Quoting directly from the manual provides a comprehensive explanation:

> Each policy routing rule consists of a selector and an action predicate.  The RPDB is scanned in order of decreasing priority (note that a lower number means
higher priority, see the description of PREFERENCE below). The selector of each rule is applied to {source address, destination address, incoming interface,
tos, fwmark} and, if the selector matches the packet, the action is performed. The action predicate may return with success.  In this case, it will either give
a route or failure indication and the RPDB lookup is terminated. Otherwise, the RPDB program continues with the next rule.
>
> Semantically, the natural action is to select the nexthop and the output device.
>
> At startup time the kernel configures the default RPDB consisting of three rules:
>
> 1. Priority: 0, Selector: match anything, Action: lookup routing table local (ID 255).  The local table is a special routing table containing high priority
> control routes for local and broadcast addresses.
> 2. Priority:  32766,  Selector: match anything, Action: lookup routing table main (ID 254).  The main table is the normal routing table containing all non-
>  policy routes. This rule may be deleted and/or overridden with other ones by the administrator.
> 3. Priority: 32767, Selector: match anything, Action: lookup routing table default (ID 253).  The default table is empty.
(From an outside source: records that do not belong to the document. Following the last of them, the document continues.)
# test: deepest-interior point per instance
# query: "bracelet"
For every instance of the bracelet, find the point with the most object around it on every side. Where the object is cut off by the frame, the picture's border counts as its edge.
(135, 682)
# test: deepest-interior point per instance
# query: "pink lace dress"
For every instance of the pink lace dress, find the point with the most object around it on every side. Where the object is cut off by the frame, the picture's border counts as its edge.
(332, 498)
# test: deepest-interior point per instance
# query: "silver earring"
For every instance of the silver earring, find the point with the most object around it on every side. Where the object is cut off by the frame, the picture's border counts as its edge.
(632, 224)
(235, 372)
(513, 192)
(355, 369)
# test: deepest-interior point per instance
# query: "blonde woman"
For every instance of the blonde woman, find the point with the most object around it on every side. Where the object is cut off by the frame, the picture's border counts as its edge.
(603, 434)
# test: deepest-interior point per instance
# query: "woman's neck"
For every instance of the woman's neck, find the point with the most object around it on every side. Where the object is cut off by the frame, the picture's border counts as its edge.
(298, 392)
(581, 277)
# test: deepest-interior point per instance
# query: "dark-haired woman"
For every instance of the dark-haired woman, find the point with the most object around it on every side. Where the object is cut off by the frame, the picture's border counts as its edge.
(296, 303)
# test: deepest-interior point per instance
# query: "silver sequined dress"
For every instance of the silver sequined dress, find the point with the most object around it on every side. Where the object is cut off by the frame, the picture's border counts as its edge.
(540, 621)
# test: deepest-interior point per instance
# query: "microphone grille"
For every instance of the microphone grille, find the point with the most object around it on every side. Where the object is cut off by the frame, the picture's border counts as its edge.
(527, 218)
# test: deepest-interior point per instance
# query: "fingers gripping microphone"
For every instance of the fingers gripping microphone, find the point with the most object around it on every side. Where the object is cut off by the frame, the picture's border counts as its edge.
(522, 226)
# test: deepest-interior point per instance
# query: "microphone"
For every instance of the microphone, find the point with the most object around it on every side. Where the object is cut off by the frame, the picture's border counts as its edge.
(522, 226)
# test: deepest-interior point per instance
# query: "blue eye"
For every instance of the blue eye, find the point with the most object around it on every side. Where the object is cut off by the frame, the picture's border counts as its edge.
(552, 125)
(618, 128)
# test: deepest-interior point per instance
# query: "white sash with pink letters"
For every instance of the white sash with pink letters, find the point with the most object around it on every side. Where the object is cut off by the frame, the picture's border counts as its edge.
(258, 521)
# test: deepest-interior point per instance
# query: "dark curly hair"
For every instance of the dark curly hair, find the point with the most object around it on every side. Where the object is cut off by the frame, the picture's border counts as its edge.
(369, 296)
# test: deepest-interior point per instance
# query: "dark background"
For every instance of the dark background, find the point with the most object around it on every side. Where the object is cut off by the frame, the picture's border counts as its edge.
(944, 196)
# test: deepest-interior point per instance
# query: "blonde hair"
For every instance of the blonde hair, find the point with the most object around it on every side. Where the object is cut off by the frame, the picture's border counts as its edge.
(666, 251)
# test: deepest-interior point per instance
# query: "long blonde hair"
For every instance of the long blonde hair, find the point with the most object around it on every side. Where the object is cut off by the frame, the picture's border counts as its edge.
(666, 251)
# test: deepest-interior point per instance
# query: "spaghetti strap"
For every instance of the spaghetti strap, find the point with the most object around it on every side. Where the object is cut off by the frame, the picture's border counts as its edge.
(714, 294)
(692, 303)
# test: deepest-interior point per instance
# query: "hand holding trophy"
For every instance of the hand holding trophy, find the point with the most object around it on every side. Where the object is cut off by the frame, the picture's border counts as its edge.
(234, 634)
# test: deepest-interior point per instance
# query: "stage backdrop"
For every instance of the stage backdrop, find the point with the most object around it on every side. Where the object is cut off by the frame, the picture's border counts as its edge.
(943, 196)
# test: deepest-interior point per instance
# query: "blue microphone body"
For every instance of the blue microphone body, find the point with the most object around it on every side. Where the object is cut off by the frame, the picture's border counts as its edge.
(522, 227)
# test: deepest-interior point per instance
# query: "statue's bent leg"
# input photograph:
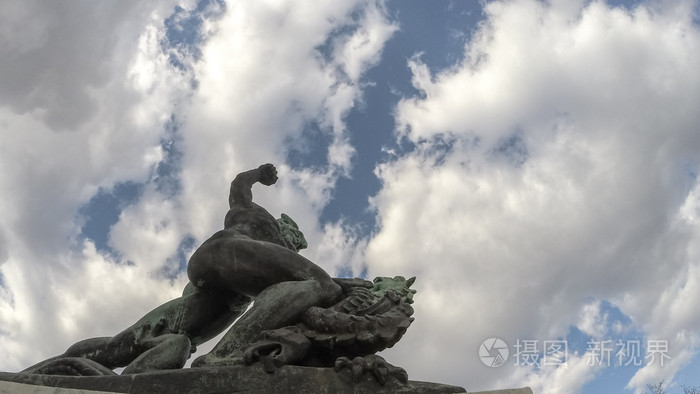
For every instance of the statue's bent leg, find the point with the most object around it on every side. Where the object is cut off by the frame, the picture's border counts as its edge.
(283, 282)
(277, 306)
(112, 352)
(169, 351)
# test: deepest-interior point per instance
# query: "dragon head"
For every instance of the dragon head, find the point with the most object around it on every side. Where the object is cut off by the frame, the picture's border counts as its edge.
(398, 285)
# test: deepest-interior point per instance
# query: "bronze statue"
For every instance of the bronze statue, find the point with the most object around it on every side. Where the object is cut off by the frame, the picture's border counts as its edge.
(301, 316)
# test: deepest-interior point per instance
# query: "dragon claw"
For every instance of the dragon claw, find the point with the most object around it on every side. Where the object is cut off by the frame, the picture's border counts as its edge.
(380, 369)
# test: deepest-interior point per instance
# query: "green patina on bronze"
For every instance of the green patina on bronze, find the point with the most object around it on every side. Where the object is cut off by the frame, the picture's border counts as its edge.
(290, 232)
(301, 316)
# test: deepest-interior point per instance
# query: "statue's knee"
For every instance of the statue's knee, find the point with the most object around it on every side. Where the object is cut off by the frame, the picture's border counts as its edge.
(331, 291)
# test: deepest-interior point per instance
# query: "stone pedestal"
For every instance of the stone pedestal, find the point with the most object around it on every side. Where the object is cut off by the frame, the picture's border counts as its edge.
(236, 379)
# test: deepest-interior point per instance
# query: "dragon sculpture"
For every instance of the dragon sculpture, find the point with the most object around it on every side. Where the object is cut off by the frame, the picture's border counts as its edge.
(301, 316)
(371, 317)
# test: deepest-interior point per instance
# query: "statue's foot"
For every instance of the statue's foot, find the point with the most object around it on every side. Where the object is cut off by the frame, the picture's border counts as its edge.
(278, 347)
(373, 364)
(210, 360)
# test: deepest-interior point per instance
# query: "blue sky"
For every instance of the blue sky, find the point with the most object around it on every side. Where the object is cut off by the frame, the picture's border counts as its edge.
(533, 163)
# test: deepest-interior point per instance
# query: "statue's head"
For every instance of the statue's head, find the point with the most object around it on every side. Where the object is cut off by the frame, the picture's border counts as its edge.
(290, 231)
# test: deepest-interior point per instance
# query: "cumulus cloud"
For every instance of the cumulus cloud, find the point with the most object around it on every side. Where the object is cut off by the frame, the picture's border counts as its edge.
(97, 94)
(554, 165)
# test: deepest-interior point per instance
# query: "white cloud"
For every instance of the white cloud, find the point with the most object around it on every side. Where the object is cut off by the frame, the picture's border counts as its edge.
(551, 167)
(86, 99)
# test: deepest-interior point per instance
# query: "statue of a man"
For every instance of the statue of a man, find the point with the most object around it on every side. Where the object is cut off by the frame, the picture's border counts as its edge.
(250, 257)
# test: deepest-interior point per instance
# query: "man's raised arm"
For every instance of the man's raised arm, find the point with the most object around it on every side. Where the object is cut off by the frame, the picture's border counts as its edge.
(241, 193)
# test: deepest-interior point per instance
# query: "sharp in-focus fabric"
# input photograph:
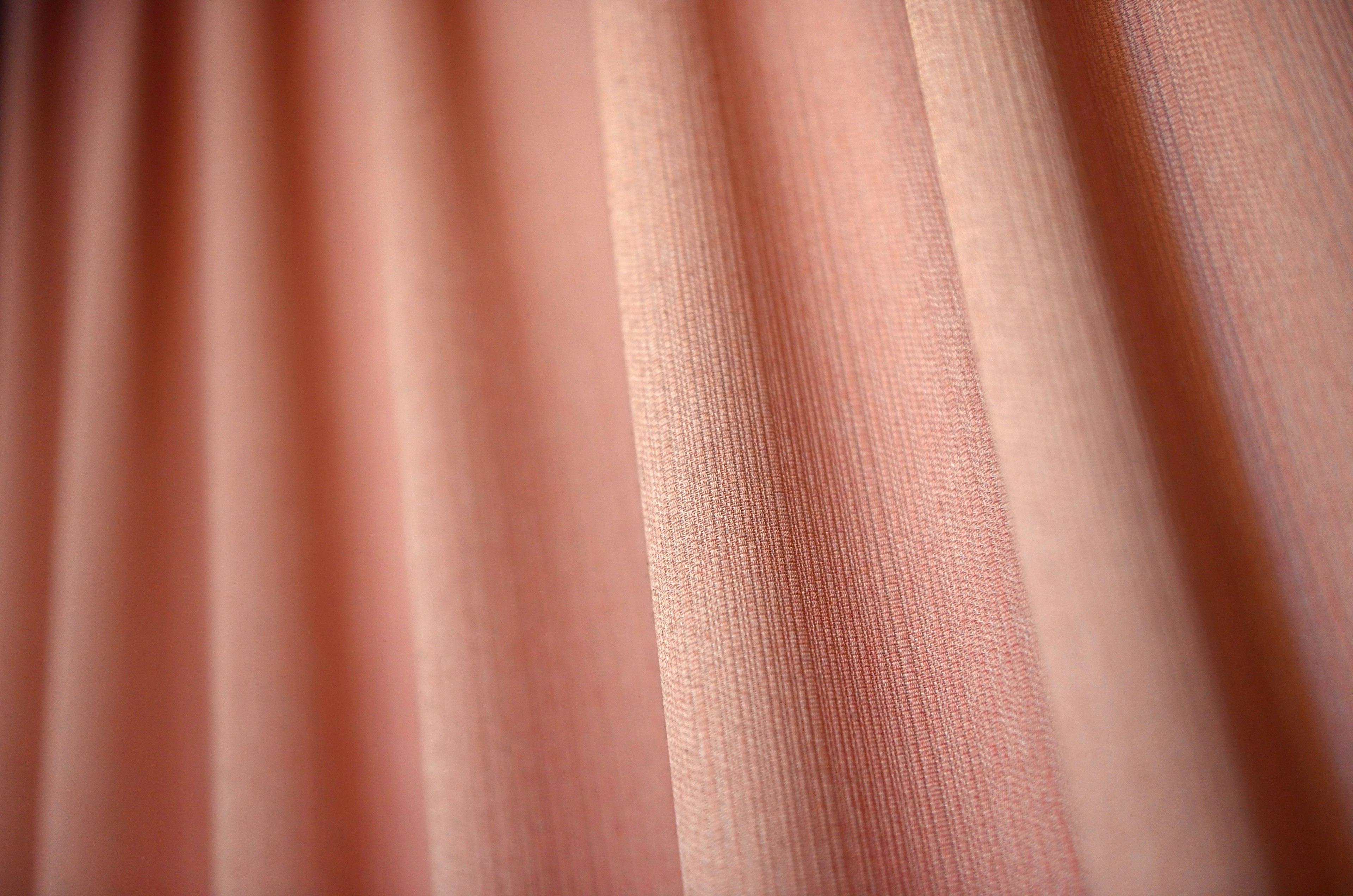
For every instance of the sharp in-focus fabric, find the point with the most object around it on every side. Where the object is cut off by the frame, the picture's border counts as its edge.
(677, 446)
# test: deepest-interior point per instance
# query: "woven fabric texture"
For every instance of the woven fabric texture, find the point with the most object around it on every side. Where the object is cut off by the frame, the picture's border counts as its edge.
(677, 446)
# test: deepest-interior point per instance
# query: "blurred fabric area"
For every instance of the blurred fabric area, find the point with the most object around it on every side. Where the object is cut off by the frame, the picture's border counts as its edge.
(677, 446)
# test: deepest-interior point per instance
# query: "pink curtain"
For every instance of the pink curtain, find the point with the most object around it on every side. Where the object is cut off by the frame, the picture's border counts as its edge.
(727, 446)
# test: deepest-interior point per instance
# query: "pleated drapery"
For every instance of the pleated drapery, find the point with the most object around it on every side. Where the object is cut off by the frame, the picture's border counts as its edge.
(739, 447)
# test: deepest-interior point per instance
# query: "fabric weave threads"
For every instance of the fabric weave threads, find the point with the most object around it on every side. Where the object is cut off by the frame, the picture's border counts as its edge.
(660, 446)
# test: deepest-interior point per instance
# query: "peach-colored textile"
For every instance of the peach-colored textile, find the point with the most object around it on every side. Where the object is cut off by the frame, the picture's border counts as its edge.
(657, 446)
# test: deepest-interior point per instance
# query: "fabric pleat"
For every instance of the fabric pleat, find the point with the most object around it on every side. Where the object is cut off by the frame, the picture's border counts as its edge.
(676, 446)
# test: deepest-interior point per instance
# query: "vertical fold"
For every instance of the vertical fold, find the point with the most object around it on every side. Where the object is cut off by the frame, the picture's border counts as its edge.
(124, 801)
(38, 113)
(540, 711)
(853, 696)
(1156, 782)
(1206, 138)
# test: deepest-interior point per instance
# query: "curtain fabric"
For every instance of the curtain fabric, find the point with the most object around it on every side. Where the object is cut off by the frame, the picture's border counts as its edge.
(739, 447)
It is reserved for some post-pro‐
 cessing if no previous default rules selected the packet.  This rule may also be deleted.
>
> \- ip-rule(8)

If you've been following along, you now understand that when a socket binds or connects to an address, the kernel
selects an appropriate route by querying the routing tables. This query is guided by the rules specified in the
routing policy database (RPDB). When a table contains multiple routes, the longest prefix match algorithm is used
to determine the most specific route, and that is the one selected.

_Note:_ Policy routing can be bypassed using the `SO_BINDTODEVICE` option. This allows you to bind a socket directly
to a specific device, effectively sidestepping the standard routing process.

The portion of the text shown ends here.